Lo sguardo rivelatore dell’arte sul paesaggio montano nel numero di dicembre di ArchAlp

Qui acanto e in home page la copertina del numero di ArchAlp appena uscito a dicembre; fotografia di Armin Linke.
Qui opra e in home page la copertina del numero di ArchAlp appena uscito a dicembre; fotografia di Armin Linke.

E’ online il numero 8 del web magazine “ArchAlp”, foglio semestrale del Centro di ricerca “Istituto di Architettura Montana” del DAD – Politecnico di Torino. Questo numero, curato da Antonio de Rossi e Roberto Dini è  intitolato “Metasemie artistiche dell’alpe”, e indaga un tema di grande attualità, come quello inerente il rapporto tra arte, architettura e paesaggio alpino. Nelle cento e più pagine della rivista, si possono leggere contributi su artisti, architetti, fotografi, performer, paesaggisti e articoli sulle esperienze di Dolomiti contemporanee, Calamita/à, Distretto culturale di Valle Camonica, Arte Sella e molto altro.

Un esercizio utile per chi si occupa di architettura è quello di operare piccoli o grandi slittamenti semantici per propiziare nuove visioni della realtà: utile poiché consente talvolta di aprire prospettive nuove di ricerca e di arricchire il quadro conoscitivo su specifici ambiti operativi. Antonio de Rossi – direttore dell’Istituto di Architettura Montana al Politecnico di Torino che promuove online ArchAlp, questo interessante semestrale monografico diretto da Enrico Camanni – bene chiarisce nel suo editoriale: “se c’è un dato che accomuna i migliori progetti alpini è infatti proprio quello dell’interpretazione, dello svelamento, della scoperta.
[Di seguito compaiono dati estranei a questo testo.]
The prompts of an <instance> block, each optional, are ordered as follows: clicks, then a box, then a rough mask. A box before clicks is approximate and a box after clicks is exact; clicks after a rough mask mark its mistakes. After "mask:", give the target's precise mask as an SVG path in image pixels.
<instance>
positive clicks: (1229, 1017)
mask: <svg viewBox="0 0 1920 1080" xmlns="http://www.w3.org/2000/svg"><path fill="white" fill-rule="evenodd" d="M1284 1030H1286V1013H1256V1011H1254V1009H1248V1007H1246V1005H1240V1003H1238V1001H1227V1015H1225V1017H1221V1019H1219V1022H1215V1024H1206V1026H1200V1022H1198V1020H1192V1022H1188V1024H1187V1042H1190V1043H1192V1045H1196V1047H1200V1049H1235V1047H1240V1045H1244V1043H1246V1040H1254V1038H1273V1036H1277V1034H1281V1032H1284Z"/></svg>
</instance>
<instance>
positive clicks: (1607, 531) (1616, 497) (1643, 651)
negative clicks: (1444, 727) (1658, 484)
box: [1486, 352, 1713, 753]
Ancor prima della bella forma obbiettivo del progetto è andare oltre i sensi comuni, portare a galla nuovi e inediti significati dal mondo delle cose che ci circondano”.

Ed ecco che in questo numero 8 della rivista ArchAlp, sfogliabile su ISSUU o scaricabile gratuitamente in formato pdf, lo sguardo è affidato agli artisti, ai fotografi, alle esperienze di architetture per l’arte e di arte ambientale. Si va quindi dall’esperienza delle Dolomiti contemporanee con un operazione di ricontestualizzazione dell’arte contemporanea attraverso il recupero di importanti siti abbandonati, nel contesto delle Dolomiti-Unesco, alle esperienze camune di Aperto_art on the border: esperienze che hanno in comune una attenzione al paesaggio come luogo privilegiato di una ricerca artistica, legata ai valori antropologici e ambientali. E ancora il progetto dal titolo suggestivo I sentieri battuti sono pieni di visioni addormentate promosso dalla Regione Piemonte in partnership con il Conseil Général des Alpes de Haute-Provence, il Conseil Général des Hautes-Alpes e l’Associazione Culturale Marcovaldo e visitabile fino al 1° febbraio al castello di Caraglio rilanciando il ruolo dell’arte quale spazio in cui mettere in dialogo tutte le differenze che compongono un paesaggio: “mai come oggi il suo potenziale d’immagini è in grado di proporsi come esercizio concettuale per indagare percorsi inediti mutando i punti di vista sui fenomeni e stabilendo connessioni tra idee e pratiche, tra la storia e il presente” commenta l’autrice Lisa Parola dell’associazione a.titolo.

Slittamenti semantici; Alexis Pike, Claimed: Landscape, 2005-2009 (© Alexis Pike).
Slittamenti semantici; Alexis Pike, Claimed: Landscape, 2005-2009 (© Alexis Pike).

Fra la serie molto ampia di esempi che costruiscono questo sguardo sulle tendenze artistiche e sulle potenzialità dell’interazione arte e paesaggio sulle nostre Alpi, l’articolo di Stefano Girodo che passa in rassegna quegli autori (Armin Linken, Walter Niedermayr, Hannes Lang, Josef Koudelka…) che più di altri hanno saputo mettere a fuoco nelle loro visioni le contraddizioni di un territorio alpino che “per la stragrande maggioranza è il risultato evolutivo di una complessa convivenza plurisecolare tra artificio e natura, immancabilmente sfociato in derive critiche a partire dalla seconda metà del secolo scorso.”

Nel complesso il numero di dicembre restituisce la visione complessa e sfaccettata di un paesaggio alpino in continua trasformazione e lo sguardo dell’arte su questa metamorfosi: uno sguardo rivelatore e che giustamente qui si vuole rimettere al centro di possibili e positivi scenari presenti e futuri.